The S&P500 inched up 0.17% last week on typically weak volume. Volatility went the other way; the VIX rose over 8%. Amazingly, the US equity markets suffered their worst losses of the year on Monday, after getting spooked by the election results in Italy, but then spent the rest of the week brushing off that concern and any others that have been building up for months.
The US economy continues to struggle. One of the most important, but largely unknown, leading indicators of GDP growth fell substantially. The Chicago Fed National Activity index fell from a former 0.25 reading to a negative 0.32 reading. The Dallas Fed and the Kansas City Fed manufacturing surveys also disappointed. Durable goods orders missed; but durable goods ex-transportation beat expectations.
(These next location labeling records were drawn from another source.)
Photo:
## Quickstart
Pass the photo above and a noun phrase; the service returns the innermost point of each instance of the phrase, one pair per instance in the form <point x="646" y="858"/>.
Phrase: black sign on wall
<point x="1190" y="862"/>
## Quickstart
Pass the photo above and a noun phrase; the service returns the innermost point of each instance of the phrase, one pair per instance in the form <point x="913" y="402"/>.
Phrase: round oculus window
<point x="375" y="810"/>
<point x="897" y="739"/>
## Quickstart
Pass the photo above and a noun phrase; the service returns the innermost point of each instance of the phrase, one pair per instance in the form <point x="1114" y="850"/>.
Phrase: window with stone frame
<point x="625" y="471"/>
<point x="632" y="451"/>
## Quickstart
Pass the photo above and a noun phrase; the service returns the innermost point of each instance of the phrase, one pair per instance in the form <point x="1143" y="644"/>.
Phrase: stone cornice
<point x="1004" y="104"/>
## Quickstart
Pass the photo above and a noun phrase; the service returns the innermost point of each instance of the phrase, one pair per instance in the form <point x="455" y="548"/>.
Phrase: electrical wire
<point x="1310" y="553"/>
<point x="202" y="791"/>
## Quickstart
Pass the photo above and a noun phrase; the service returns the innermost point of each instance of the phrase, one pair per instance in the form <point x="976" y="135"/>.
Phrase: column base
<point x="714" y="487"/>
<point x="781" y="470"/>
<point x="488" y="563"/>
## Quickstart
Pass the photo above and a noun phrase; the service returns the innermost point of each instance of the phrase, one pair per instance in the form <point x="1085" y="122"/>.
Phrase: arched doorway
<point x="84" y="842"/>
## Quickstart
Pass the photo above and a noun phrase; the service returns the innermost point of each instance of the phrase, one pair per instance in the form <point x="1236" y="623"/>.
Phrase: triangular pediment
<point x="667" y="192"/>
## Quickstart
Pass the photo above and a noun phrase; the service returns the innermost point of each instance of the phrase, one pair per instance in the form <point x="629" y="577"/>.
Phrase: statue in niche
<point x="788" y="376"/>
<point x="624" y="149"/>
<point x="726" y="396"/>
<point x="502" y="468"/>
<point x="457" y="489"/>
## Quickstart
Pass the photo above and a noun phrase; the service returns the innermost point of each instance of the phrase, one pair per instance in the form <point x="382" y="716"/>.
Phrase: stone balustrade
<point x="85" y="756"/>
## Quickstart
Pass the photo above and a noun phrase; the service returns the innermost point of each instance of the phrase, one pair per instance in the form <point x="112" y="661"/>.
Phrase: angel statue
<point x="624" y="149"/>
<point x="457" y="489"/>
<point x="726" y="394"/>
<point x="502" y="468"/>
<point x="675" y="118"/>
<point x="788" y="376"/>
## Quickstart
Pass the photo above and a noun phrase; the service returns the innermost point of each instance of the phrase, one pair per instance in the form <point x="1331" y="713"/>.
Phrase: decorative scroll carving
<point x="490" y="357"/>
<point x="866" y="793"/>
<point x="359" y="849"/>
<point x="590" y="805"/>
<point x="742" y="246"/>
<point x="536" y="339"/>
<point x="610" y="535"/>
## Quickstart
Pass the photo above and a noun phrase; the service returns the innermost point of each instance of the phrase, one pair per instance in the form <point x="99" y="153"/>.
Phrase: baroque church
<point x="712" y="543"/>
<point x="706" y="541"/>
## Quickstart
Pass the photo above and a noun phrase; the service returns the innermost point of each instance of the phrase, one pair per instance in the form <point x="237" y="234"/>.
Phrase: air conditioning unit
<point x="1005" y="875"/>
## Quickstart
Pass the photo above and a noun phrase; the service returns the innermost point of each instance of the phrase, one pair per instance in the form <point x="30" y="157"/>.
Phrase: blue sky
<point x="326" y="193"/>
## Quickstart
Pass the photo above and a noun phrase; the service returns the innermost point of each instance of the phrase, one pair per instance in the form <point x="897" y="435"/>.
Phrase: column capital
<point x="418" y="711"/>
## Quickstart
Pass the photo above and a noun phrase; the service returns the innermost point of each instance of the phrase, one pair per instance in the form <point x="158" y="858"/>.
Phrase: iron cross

Revised 4th quarter GDP also missed badly, coming in at only 0.1% instead of the hoped f or 0.5%. Initial jobless claims beat expectations, but un-adjusted claims still high. Personal spending met expectations, while personal income collapsed. That means that the personal savings rate sank as more and more Americans are scrambling to pay for essentials. While ISM manufacturing beat consensus estimates, construction spending fell the most in almost two years.
Technically, the S&P500 is weakening on the daily charts. While it is still severely overbought on both the daily and weekly resolutions, it appears to be losing momentum on a day-to-day basis. Breadth is also weakening. The percent of stocks above the 50 day and 150 day moving averages has started to turn down notably.
Back in early 2007, when many insightful financial experts were warning that the credit bubble, and the possibility of its bursting, could lead to deep financial market problems, several leading executives rejected the warnings by asserting that they had the wisdom to see and the agility to react to any troubles….if they were ever to hit.
The current CEO of Citigroup famously asserted that it the music is still playing, then we have no choice but to keep dancing. Surely, the experts at Citigroup were smart enough to know when the party was about to end, if it ever were to end at all, and then they could surely be quick enough to sneak out the back door before the music stopped and chaos ensued.
Of course, Citigroup failed. It failed to see the Global Financial Crisis arrive in early August 2007, and it failed to react properly by not being able to ‘leave the party’ before getting ensnared in the ensuing financial collapse. For all intents and purposes, Citigroup failed as a financial institution, and the only reason its doors did not close was because the US taxpayer (directly through programs like TARP and indirectly through money printing programs courtesy of the Fed) kept in alive.
So why was the CEO’s assurance so blatantly false, especially in retrospect?
One reason is that it’s almost impossible to know for sure when a crisis will hit precisely. Almost all of the experts on Wall Street got it wrong. Citigroup was by no means alone.
But the more important reason is this—if everyone is buying and holding overpriced securities (the core component of the ‘dancing’ analogy), and even if everyone holding these securities knows that the music is about to stop, then WHO will everyone SELL to when the music stops.
By definition, when the music stops, all the marginal buyers will presumably also be aware that the party is over. WHY would they buy securities at artificially inflated bubble prices?
The obvious answer is that they wouldn’t.
Would new buyers step in and buy at any price? Of course, but that price is often 20%, 30% or even 40% LOWER than the price prevailing at the bubble peak.
And the higher the bubble prices keep climbing, then typically (as demonstrated countless times in history) the greater the subsequent discount must be to entice new buyers.
So if you continue to cheer on the rally, great. Enjoy the ride. But try not to forget that you will almost certainly not be able to sneak off the dance floor when the music stops.